But even after King Hassan II passed away and King Mohammed VI ascended the throne relations between Rabat and Tripoli remained cold. Despite Morocco’s attempts to overcome differences and normalize ties with Libya at the beginning of the 21st century, the behavior of Colonel Muammar Gaddafi prevented that from happening.

Gaddafi’s annoying comments

In November 2000, Moroccan Prime Minister Abderrahmane Youssoufi announced that king Mohammed VI was to visit Libya for the first time. Arabic international newspaper Asharq Al-Awsat reported, at the time, that the Moroccan sovereign had informed Libya’s former Prime Minister Imbarek Shamekh of his intention to meet the Libyan leader.

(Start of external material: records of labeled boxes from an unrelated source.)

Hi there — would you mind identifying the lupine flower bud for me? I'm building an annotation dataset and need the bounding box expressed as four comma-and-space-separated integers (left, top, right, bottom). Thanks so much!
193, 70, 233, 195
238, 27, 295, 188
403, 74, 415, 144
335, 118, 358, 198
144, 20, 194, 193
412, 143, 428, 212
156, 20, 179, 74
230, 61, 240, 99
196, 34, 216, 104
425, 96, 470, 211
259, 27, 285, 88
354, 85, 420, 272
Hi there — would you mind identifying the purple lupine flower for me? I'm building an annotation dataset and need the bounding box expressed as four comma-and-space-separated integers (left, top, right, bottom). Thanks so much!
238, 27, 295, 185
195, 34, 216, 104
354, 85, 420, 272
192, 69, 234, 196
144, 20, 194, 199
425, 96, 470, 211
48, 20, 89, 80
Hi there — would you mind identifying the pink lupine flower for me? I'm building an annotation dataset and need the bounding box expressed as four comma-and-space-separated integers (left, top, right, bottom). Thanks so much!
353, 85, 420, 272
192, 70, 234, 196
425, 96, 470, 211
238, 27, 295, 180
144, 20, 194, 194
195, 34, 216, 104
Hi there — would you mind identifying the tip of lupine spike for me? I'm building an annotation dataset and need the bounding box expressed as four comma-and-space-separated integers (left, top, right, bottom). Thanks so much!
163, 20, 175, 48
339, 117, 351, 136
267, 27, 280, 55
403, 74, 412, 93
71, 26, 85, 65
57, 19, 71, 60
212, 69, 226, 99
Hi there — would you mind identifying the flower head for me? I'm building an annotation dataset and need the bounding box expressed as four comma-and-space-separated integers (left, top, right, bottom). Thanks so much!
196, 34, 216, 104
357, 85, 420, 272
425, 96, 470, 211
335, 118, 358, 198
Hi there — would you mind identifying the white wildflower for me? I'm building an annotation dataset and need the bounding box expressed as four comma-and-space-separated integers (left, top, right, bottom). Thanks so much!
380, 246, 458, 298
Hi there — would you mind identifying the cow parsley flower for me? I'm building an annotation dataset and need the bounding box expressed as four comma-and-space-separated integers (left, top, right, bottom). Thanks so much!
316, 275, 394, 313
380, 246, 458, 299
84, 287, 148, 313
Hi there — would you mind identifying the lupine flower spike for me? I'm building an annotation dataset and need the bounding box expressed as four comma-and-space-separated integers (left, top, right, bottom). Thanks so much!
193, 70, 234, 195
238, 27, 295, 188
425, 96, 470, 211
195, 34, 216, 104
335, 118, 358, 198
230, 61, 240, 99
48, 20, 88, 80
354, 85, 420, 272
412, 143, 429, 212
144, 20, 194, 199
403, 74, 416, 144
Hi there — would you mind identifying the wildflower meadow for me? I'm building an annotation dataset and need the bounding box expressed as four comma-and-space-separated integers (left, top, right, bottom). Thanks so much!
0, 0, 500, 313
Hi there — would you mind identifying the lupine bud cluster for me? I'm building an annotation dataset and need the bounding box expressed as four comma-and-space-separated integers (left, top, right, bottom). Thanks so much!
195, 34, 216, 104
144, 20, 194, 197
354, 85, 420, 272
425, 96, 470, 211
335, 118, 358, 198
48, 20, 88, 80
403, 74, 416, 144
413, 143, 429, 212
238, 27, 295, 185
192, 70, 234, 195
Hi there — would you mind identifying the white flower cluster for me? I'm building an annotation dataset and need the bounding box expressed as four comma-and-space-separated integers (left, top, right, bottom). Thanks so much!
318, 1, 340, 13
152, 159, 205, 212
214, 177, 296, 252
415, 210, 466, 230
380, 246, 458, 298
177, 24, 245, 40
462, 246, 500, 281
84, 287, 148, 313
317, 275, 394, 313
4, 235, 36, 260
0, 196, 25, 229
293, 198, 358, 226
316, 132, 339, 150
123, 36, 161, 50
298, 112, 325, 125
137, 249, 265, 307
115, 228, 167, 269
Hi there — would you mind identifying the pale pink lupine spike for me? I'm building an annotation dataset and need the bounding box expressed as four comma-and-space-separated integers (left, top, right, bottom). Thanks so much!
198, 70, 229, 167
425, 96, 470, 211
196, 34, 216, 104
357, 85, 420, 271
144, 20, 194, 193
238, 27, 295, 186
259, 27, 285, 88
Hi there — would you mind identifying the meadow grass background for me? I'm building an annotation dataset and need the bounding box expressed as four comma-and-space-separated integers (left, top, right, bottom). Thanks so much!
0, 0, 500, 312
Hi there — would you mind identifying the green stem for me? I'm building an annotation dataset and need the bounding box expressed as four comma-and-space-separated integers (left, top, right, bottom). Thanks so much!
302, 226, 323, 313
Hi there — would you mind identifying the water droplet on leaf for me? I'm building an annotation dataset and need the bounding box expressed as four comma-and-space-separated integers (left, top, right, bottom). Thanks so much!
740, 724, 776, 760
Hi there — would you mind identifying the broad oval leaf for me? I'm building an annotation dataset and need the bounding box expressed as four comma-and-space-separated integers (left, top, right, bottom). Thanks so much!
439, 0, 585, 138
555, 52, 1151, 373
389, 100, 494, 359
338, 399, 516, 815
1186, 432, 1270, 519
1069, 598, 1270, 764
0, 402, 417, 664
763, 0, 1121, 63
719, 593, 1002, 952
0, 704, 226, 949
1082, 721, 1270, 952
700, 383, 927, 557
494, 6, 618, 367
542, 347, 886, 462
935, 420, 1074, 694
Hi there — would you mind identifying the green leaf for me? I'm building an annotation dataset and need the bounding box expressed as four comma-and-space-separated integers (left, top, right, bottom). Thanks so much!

According to the book of Sudanese journalist and writer Talha Jibril «The King and the Colonel» (Dar Bou Regreg, 2013), king Mohammed VI visited Libya in January 2001. Jibril wrote that he «was part of the press delegation accompanying the Moroccan monarch for his visit to Libya».

Talha Jibril stressed that King Mohammed VI’s trip to Libya was marked by «improvisation in terms of protocol». «The dinner held by Colonel Muammar Gaddafi in honor of King Mohammed VI was hosted in a tent and the food presented was prepared by cooks from Yugoslavia», he recalled.

According to the same source, Gaddafi called the Moroccan King who has just ascended the throne my «son Mohammed», which «was not appreciated by the king, who preferred to hide his discontentment».

During the dinner held near Bab Al-Azizia in Tripoli, Gaddafi showed the Moroccan King a photo he had taken with King Hassan II, which according to Jibril had «no significance».

The same account was confirmed by the former Libyan Foreign Minister Abdel Rahman Shalgham who declared in an interview published on July the 11th, 2011, by London-based newspaper Al-Hayat that Gaddafi was «rude» to several Arab leaders.

«Gaddafi once called Tanzanian President (Jakaya Kikewete), who is 61 years old, my son», Shalgham said. The Libyan Colonel did the same thing with King Mohammed VI, who did not like that appellation, King Abdullah II and Bashar Al Assad. To the former Foreign Minister, Gaddafi used this method to «make his addressees believe that he is more important and more experienced than them».

Gaddafi and Abderrahmane Youssoufi

When receiving King Mohammed VI, Gaddafi spent most of the time «talking about the Community of Sahel-Saharan States», a free trade area within Africa created in 1998. At the time, he invited the Moroccan monarch to participate to the Community of Sahel-Saharan States summit held in Khartoum.

However, the King ended up not attending the summit and sent Prime Minister Abderrahmane Youssoufi instead to the Sudanese capital to represent Morocco at the meeting, which Gaddafi did not like.

When Gaddafi met Youssoufi at the summit he couldn’t hide his «disappointment» at the fact that the King did not attend the meeting although he promised him to do it in Tripoli.

At the summit, Gaddafi and the Moroccan Prime Minister did not get along after a brief conversation on the Western Sahara dispute. According to Talha Jibril, during their meeting, Gaddafi insisted on calling Youssoufi «Abderahim» just out of spite.

Despite King Mohammed VI’s visit to Libya, relations between the two leaders remained filled with «animosity and mistrust». In fact, Gaddafi insisted on providing help and support for the Polisario Front.

In 2009, the Colonel invited the Polisario’s former leader Mohamed Abdelaziz to attend the September Revolution festivities, which angered King Mohammed VI. The latter ordered a «Moroccan delegation that was attending the event to withdraw and leave Libya», Jibril wrote.